Na estrada do sonho
Entre a vila e a costa, uma região que já foi eminentemente agrícola, saloia. Sucedem-se aldeias, pinheiros, moinhos de vento, campos abandonados entre muros de pedras arruinados. Mas já quase ninguém trabalha na agricultura, dizem-nos por todo o lado. Susana Vicente, no Café Matias, em São João das Lampas, explica como o pai, que foi cabouqueiro e agora está reformado, passou a dedicar-se à terra. "Aprendeu com os pais, viviam disso." Como ele, muitos com quem nos cruzamos em busca da ponte romana da Catribana - o último, José Tafulo, que vive em Assafora, a algumas centenas de metros dela. Não trabalha nos campos porque a saúde não permite, mas passou muitos anos a trabalhar nas pedreiras em volta, antes de arranjar trabalho na câmara. Reformado, está sempre disponível para conversas. "Quando vim para cá, há 45 anos, a ponte estava melhor. A terra começou a crescer e os resguardos vieram abaixo." Quando, finalmente, encontramos a ponte, é uma ruína que vemos. "Monumento de interesse público, em risco de colapso; projecto de conservação e valorização", lemos numa placa.
Fechamos o círculo em Sintra. Na vila velha abrimos caminho entre hordas de turistas que ocupam as ruelas principais, se sentam à sombra do Palácio da Vila (em obras), fazem fila em restaurantes e lojas, de artesanato, de doces (a Periquita I e II não pára), de vinhos. "Nestes dias, de muita gente, não corre bem. Só vêm passear", nota Adriano, no umbral da sua Porta 12, galeria e loja. Está no átrio a pintar a Tina Turner - "Não está a correr muito bem", diz, entre sorrisos. São os desenhos dos músicos que têm mais saída - "o que também é a minha praia, sou músico" -, mas é a iconografia portuguesa que nos atrai a atenção, como Camões a indagar "Has anyone seen my nymph".

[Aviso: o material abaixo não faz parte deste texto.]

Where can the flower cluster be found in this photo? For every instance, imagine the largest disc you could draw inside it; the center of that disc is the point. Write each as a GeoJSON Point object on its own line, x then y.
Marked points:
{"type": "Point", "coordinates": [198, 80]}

Nas ruas passam coches a caminho da serra, as bicicletas continuam disponíveis para alugar. Pelas estradas que abrem caminho sobre o manto luxuriante de verde, são muitos os caminhantes à conquista da serra da Lua - mas são os carros que lhe dominam as entranhas, despejando visitantes para o Palácio da Pena e Castelo dos Mouros. Há quem faça desportos radicais e deslide dê a volta ao parque, mas as multidões caminham compactas pelos dois monumentos emblemáticos. Encontramos um pouco de paz em Monserrate; porém, há que confessá-lo, só conseguimos chegar quando o palácio estava quase a fechar (os jardins fecham mais tarde). Conseguimos visitá-lo calmamente, percorrendo salas preservadas e outras desgastadas, fotografando os corredores em arcos até à exaustão mas foi no parque que nos demorámos, espreitando as falsas ruínas da capela, desiludindo-nos com a pouca água na cascata. Mas, deitados no fundo do relvado, entre árvores gigantescas e olhando o lago de nenúfares, percebemos que Sintra já nos havia surpreendido. "Na estrada de Sintra, ou na estrada do sonho, ou na estrada da vida...", escreveu Pessoa - nós nem precisamos do Chevrolet para o perceber.